The maturity and depth of a society’s reserves can be seen by how well it handles emergencies and crises, how it recovers from them and whether society is capable of getting on in normal fashion after such a situation occurs. Let’s think for a moment: how capable is Estonia of responding if the water level in Pärnu were to rise three metres in a few hours? If a troubled individual opens fire at a ceremony honouring the best upper secondary school graduates? If something serious should happen at a nuclear power plant on the other side of the border?

We don’t even have to think in an apocalyptic direction. At times the snow-choked or flooded streets of our capital are more reminiscent of a Siberian village than a European capital (of culture).

A company owned by the Estonian state invests in the deserts of the Middle East and the US Great Basin, but the storms that strike us with seeming clockwork precision in August and January leave tens of thousands without power, because investing in buried cable instead of overhead lines is said to be prohibitively expensive.
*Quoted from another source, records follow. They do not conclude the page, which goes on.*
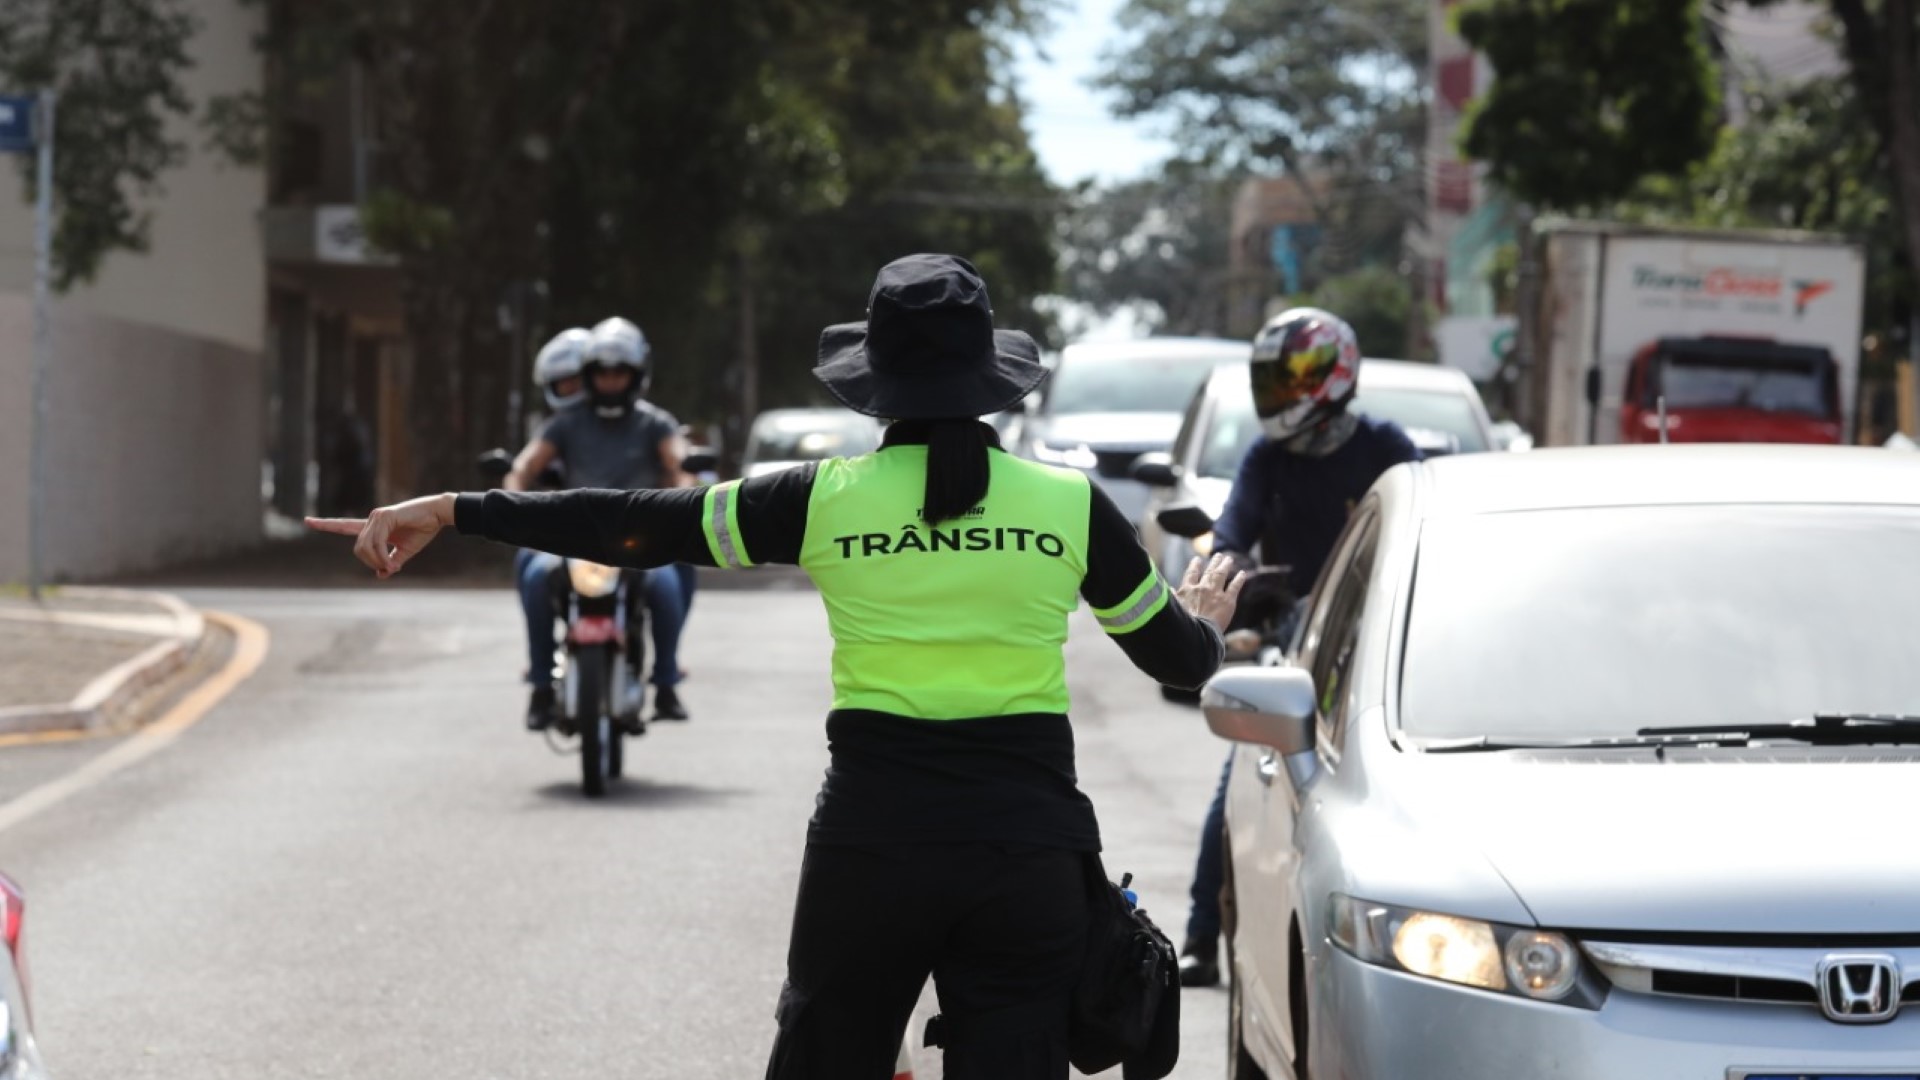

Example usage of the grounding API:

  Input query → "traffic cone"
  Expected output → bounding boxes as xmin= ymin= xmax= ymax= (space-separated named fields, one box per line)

xmin=893 ymin=1038 xmax=915 ymax=1080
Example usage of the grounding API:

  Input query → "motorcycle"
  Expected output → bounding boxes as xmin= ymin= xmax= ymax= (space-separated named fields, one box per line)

xmin=478 ymin=449 xmax=648 ymax=798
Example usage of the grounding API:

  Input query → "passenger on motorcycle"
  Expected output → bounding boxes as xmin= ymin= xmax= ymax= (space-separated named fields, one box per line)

xmin=1176 ymin=307 xmax=1422 ymax=988
xmin=505 ymin=318 xmax=697 ymax=729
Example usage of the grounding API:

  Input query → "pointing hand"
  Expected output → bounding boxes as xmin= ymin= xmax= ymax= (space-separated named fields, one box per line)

xmin=306 ymin=493 xmax=457 ymax=580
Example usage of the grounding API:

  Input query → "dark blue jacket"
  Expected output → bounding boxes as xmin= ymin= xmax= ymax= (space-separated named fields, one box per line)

xmin=1212 ymin=416 xmax=1421 ymax=596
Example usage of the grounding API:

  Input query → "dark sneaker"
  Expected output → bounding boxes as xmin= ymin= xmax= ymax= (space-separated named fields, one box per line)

xmin=526 ymin=685 xmax=556 ymax=731
xmin=653 ymin=685 xmax=689 ymax=721
xmin=1178 ymin=942 xmax=1220 ymax=988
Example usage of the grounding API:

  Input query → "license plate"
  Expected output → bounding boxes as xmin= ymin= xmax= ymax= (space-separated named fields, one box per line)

xmin=567 ymin=615 xmax=619 ymax=646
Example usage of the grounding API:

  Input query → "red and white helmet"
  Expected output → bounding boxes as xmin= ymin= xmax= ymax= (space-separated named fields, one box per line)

xmin=1249 ymin=307 xmax=1361 ymax=440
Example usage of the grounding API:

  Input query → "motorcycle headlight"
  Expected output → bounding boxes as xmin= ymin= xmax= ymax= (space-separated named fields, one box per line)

xmin=566 ymin=560 xmax=622 ymax=598
xmin=1329 ymin=894 xmax=1597 ymax=1006
xmin=1191 ymin=531 xmax=1214 ymax=557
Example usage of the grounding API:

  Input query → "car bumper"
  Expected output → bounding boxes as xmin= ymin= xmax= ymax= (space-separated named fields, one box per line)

xmin=1318 ymin=946 xmax=1920 ymax=1080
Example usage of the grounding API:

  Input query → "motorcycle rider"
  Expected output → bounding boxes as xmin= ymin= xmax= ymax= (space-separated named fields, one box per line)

xmin=1176 ymin=307 xmax=1421 ymax=987
xmin=505 ymin=317 xmax=697 ymax=729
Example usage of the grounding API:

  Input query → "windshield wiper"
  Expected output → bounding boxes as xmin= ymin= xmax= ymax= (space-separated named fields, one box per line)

xmin=1635 ymin=714 xmax=1920 ymax=746
xmin=1418 ymin=733 xmax=1741 ymax=753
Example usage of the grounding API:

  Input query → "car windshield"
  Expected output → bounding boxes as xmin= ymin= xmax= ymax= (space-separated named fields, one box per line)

xmin=1194 ymin=375 xmax=1487 ymax=478
xmin=1400 ymin=505 xmax=1920 ymax=741
xmin=745 ymin=413 xmax=878 ymax=463
xmin=1656 ymin=353 xmax=1831 ymax=416
xmin=1352 ymin=387 xmax=1488 ymax=453
xmin=1047 ymin=349 xmax=1238 ymax=415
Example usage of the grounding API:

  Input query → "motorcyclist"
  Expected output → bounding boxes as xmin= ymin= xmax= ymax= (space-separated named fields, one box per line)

xmin=504 ymin=317 xmax=697 ymax=729
xmin=1176 ymin=307 xmax=1422 ymax=987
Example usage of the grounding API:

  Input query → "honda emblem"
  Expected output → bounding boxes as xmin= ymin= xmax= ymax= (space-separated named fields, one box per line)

xmin=1817 ymin=954 xmax=1901 ymax=1024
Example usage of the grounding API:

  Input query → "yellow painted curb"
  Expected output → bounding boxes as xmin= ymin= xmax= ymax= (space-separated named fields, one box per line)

xmin=0 ymin=611 xmax=270 ymax=837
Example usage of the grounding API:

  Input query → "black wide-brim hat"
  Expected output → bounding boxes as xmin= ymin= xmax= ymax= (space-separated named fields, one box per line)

xmin=814 ymin=253 xmax=1046 ymax=419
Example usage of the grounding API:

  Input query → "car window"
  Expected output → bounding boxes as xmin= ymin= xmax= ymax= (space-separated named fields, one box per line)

xmin=744 ymin=413 xmax=879 ymax=465
xmin=1349 ymin=387 xmax=1489 ymax=453
xmin=1046 ymin=351 xmax=1235 ymax=415
xmin=1308 ymin=516 xmax=1379 ymax=753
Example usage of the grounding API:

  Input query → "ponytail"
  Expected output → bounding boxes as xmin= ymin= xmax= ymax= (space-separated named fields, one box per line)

xmin=919 ymin=419 xmax=992 ymax=524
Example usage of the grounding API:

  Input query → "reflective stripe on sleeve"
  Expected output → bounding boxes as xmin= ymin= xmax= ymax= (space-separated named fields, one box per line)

xmin=702 ymin=481 xmax=754 ymax=569
xmin=1093 ymin=571 xmax=1169 ymax=635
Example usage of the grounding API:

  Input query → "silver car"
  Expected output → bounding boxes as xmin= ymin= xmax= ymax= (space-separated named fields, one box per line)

xmin=739 ymin=408 xmax=883 ymax=479
xmin=1205 ymin=445 xmax=1920 ymax=1080
xmin=1016 ymin=336 xmax=1251 ymax=524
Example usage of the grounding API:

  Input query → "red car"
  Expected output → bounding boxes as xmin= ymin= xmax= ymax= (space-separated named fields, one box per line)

xmin=1620 ymin=336 xmax=1843 ymax=444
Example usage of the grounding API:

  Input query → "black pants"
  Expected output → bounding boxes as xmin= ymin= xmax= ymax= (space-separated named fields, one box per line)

xmin=765 ymin=843 xmax=1089 ymax=1080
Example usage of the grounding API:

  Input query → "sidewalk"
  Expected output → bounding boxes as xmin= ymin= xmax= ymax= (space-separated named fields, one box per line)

xmin=0 ymin=587 xmax=207 ymax=736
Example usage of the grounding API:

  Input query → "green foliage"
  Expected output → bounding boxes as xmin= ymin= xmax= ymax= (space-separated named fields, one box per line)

xmin=1615 ymin=74 xmax=1907 ymax=337
xmin=1457 ymin=0 xmax=1722 ymax=210
xmin=1303 ymin=265 xmax=1412 ymax=358
xmin=1058 ymin=161 xmax=1247 ymax=336
xmin=0 ymin=0 xmax=199 ymax=288
xmin=239 ymin=0 xmax=1061 ymax=485
xmin=1097 ymin=0 xmax=1425 ymax=274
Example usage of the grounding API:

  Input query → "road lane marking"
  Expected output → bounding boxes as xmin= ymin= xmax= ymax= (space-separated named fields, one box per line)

xmin=0 ymin=611 xmax=269 ymax=836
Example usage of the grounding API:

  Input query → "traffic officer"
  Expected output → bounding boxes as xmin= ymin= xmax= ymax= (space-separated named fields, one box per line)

xmin=307 ymin=253 xmax=1245 ymax=1079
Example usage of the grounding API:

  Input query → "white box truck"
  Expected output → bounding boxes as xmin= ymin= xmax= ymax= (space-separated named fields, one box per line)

xmin=1524 ymin=221 xmax=1866 ymax=447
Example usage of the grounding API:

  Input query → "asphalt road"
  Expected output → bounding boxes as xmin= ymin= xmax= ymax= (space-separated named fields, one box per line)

xmin=0 ymin=576 xmax=1231 ymax=1079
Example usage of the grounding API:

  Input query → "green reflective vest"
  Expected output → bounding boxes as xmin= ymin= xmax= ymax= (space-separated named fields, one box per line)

xmin=800 ymin=447 xmax=1094 ymax=719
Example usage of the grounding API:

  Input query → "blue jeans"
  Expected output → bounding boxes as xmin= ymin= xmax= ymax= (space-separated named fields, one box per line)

xmin=516 ymin=551 xmax=693 ymax=690
xmin=1186 ymin=753 xmax=1232 ymax=947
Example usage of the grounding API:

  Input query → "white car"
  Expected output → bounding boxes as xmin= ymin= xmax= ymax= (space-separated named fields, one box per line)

xmin=1135 ymin=358 xmax=1498 ymax=588
xmin=1205 ymin=445 xmax=1920 ymax=1080
xmin=739 ymin=409 xmax=883 ymax=479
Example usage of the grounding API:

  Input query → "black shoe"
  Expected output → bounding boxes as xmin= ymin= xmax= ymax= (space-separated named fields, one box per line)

xmin=653 ymin=685 xmax=689 ymax=721
xmin=526 ymin=685 xmax=556 ymax=731
xmin=1178 ymin=943 xmax=1220 ymax=988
For various reasons, our road construction proceeds at a snail’s pace every year. In the time it takes for a 35-kilometre-long tunnel to be hewn through granite in Switzerland, we manage to complete a 10 –km sttetch of road over a landscape that is as flat as a pancake.

When all of the rescue helicopters are out of service at the same time in the drier part of the summer, that shows that things are not as well-planned as they could be -- not that more helicopters should be purcahsed.

Close to three years ago, at a public servants forum, I noted that the administrative structure that keeps the state running needs systematic review and maintenance. This is due to the reason, and no other, to ensure that all taxpayers have equal access to quality public services. Now we have been free again for 20 years and perhaps it is time to revisit our decisions, taken under different circumstances, with a fresh eye.

Our aim has been and continues to be to ensure that Estonia is a industrious, Nordic country where people’s lives, life’s work, native language, culture, freedom and work are honoured under an unwritten compact as well as under the fundamental liberties and freedoms afforded by the Constitution. Among other things, this requires honesty and peace in politics, not vacillating, and not by forever taking down walls instead of mending fences, or sowing discord and conflict in places where they do not exist and should not grow.


Role of the president


One Nordic characteristic is the parliamentary system of government and consensus-based democracy. The President does not yearn for the aura of a revolutionary leader, but is the symbol of unity and establishes balance. Balanced governance means that abuses and miscarriages of power are not accepted, and that absolute power is not allowed to fall into anyone’s hands.

The Riigikogu, president, cabinet and courts, and all of the elected people’s deputies and public servants must fulfil their role with full responsibility, impeccably, without expanding their powers unconstitutionally. The president’s role in our parliamentary democracy is to transcend political parties, to artioculate the common values, goals and solidarity for all of Estonia, to be an advocate for civic society, to prevent constitutional crsises, emphasize the imoportance of security and national defence, promote and protect Estonia in relations with other countries, and to effectively influence Estonian and world leaders in times of crisis.

The president must grow Estonia’s spirit and ethos, making it greater and increasing Estonia’s prestige in the world as well as in the hearts of its people, all of the free, enterprising citizens of the free country. This is an invisible yet clearly perceived network, such as a symbiotic mycorrhizal network at the foot of the great trees in an Estonian forest: The stonger and tighter the network, the better Estonia is poised to succeed as a country and the greater the well-being of all who considers Estonia their home. This work is worth doing. The effort is worth it. I continue to be ready for this task, in the office of President or in any other way.